Remember Who You Are

Disney’s, The Lion King, is an animated movie, Broadway play and now computer generated flick that just won’t go away. No matter what version it is in, there is one line that continues to grab my attention. It is found in the scene where the exiled heir to the throne, Simba, receives the will to return to his homeland and fight for what is rightfully his. You may remember it too.


Under the promise of seeing his father, Mufasa, again, the guru primate, Rafiki, leads Simba to a quiet pool of water and tells him to look down. “That’s not my father. That’s just my reflection,” Simba says sadly. Rafiki tells him that he is mistaken and that his father is actually alive; “You see, He lives in you.” Just then (with the proper musical score swelling in the background) the image of Mufasa appears overhead in a large cloud and a deep, mellifluous voice says, “Simba, you have forgotten me. You have forgotten who you are and so you have forgotten me.” And then he closes with this haunting phrase rolling like the thunder, “Remember who you are.”


That scene still rings true to me today, because it touches something embedded deep into the way God made us. This call to “remember who you are” does not come from Disney; it comes from the Lord and we see the application of it in this week’s reading.


Nehemiah 9 records the moment when the returned exiles regain the will to pursue what is rightfully theirs—the promises God gave to their fathers—and they do this by remembering who they are. The Levites (today we’d call them worship leaders) told the people to “Stand up and praise the LORD your God, who is from everlasting to everlasting.” So the people stood and praised the everlasting, unchanging, covenant-keeping God by remembering all He had done for them. Reading verses 5-31 is more than a historical overview; it is a template for our own worship and for our own moments when we reengage the call God has placed on our lives.


As I read it, I was struck by how their worldview had the Lord woven into every area of their lives. They knew of no split between the secular and the sacred; God’s hand and purpose were found in every part of their life’s fabric. For this reason, the entire story can be reviewed. None of it needed be hidden. The challenges, the suffering, the abuse placed on them by others and the tragedy that happened to them by nature are all within God’s control and part of God’s unfolding plan for them. And throughout this tale of trial, we see the consistency of God’s unchanging character coming through again and again. He redeems them. He reveals to them what they need to know. He supplies what they need. He illumines, guides and instructs because He “is a forgiving God, gracious and compassionate, slow to anger and abounding in love” (v.17). He is the gracious, merciful and patient God of great compassion who delivers them “time after time” (vs. 27-31). God’s unchanging character of love is their starting point and the lens through which they make sense of all that has happened to them.

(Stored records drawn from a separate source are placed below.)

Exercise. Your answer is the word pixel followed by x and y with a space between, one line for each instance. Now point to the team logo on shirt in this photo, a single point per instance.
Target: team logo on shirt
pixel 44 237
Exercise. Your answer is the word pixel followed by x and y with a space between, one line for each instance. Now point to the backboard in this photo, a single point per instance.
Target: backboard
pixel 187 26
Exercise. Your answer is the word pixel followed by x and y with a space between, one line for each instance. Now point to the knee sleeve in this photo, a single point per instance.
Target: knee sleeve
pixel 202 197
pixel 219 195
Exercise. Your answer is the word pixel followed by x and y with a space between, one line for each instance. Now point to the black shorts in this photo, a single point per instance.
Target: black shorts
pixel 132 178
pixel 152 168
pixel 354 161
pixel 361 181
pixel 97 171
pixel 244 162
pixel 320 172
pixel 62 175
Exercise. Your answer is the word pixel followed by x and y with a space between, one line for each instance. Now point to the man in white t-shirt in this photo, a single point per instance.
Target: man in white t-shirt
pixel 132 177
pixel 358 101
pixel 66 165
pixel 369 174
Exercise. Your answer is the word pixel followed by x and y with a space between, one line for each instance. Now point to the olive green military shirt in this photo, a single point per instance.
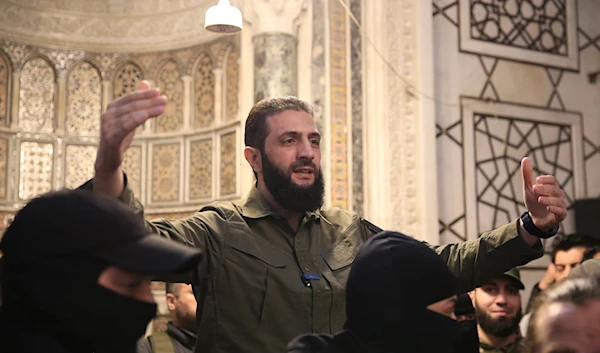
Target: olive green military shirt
pixel 518 346
pixel 250 293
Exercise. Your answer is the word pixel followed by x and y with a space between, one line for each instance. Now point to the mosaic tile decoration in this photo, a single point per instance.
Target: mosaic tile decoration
pixel 232 76
pixel 3 89
pixel 3 168
pixel 171 85
pixel 36 97
pixel 201 169
pixel 339 110
pixel 132 166
pixel 228 166
pixel 165 172
pixel 204 90
pixel 84 99
pixel 126 79
pixel 79 164
pixel 35 169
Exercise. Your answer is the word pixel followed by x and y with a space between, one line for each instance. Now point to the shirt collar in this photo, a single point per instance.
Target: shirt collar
pixel 255 206
pixel 185 337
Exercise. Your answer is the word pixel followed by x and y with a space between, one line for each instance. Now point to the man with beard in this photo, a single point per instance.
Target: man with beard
pixel 498 310
pixel 180 336
pixel 277 264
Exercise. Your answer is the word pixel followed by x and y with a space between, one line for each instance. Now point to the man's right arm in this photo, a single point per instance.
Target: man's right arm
pixel 144 346
pixel 117 128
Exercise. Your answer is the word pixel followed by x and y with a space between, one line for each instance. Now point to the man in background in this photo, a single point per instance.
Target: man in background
pixel 180 336
pixel 498 310
pixel 568 252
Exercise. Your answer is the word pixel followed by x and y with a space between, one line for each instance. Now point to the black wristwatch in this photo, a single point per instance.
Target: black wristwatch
pixel 533 230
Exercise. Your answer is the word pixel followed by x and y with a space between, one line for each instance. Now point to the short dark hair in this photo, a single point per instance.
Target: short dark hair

As they reviewed their history, I noticed another theme that we have seen several times before. God’s rest and blessing seems to lead them to disregard God’s ways while struggle and need tend to drive them toward Him. (Well, that last part is not always the case. Sometimes trouble and need drove the people to seek relief from sources other than God, but in the end it is always learned that only the great and compassionate God has the power to truly save.)


“Remember who you are” is more than a great line from a memorable movie. It is necessary part of being able to apply the gospel to our daily lives. If you are in Christ Jesus, then there is now no condemnation for you and no one can even bring a charge against you (Romans 8:1, 31-34). If this is the case, why do you condemn yourself or let the words of another who speaks accusations against you “stick” to you? You are the beloved child of the Father and you carry His Spirit as a deposit, guaranteeing that you will inherit His full promise (Romans 8:15-16; 2 Corinthians 5:5; Ephesians 1:13-14). If this is the case, why do you feel like an orphan, alone and without support or hope in this fallen world? He has made you alive in Christ and made you His masterpiece, commissioning you with purpose to do good works that He prepared in advance for you to do (Eph 2:1-10). If this is so… can finish the sentence.


I know one of my tendencies is to move too quickly from one thing to the next, moving so fast that I don’t take the time to notice the Lord’s hand and work in my life. If you are like me, perhaps this weekend of giving thanks would be a good time to pause, acknowledge God’s love and power and then simply review the large sections of your life through the lens of His unchanging character. Remember to review the entire story. There is no need to leave anything out. How did the two of you meet? How did He support you in the hard times? How did He celebrate with you in the good times? As you review, remember to keep your eyes open for the “common miracles,” those things that we take for granted every day (when was the last time you went without food or adequate shelter?). When I read verse 21, I wonder if they marveled at this miracle or if they took it for granted and then I wonder what I might be taking for granted, even today.


The gospel of Jesus Christ has changed our lives. We dare not forget what the Lord has done and we dare not get distracted and begin to drift (Hebrews 2:1). Like the example seen in so many of the Psalms, it helps to reengage regularly (daily?) with the story of God’s work in our lives. In doing so, we may just begin to see more clearly who we are and whose we are so that we might embrace more fully that which is rightfully ours in Christ.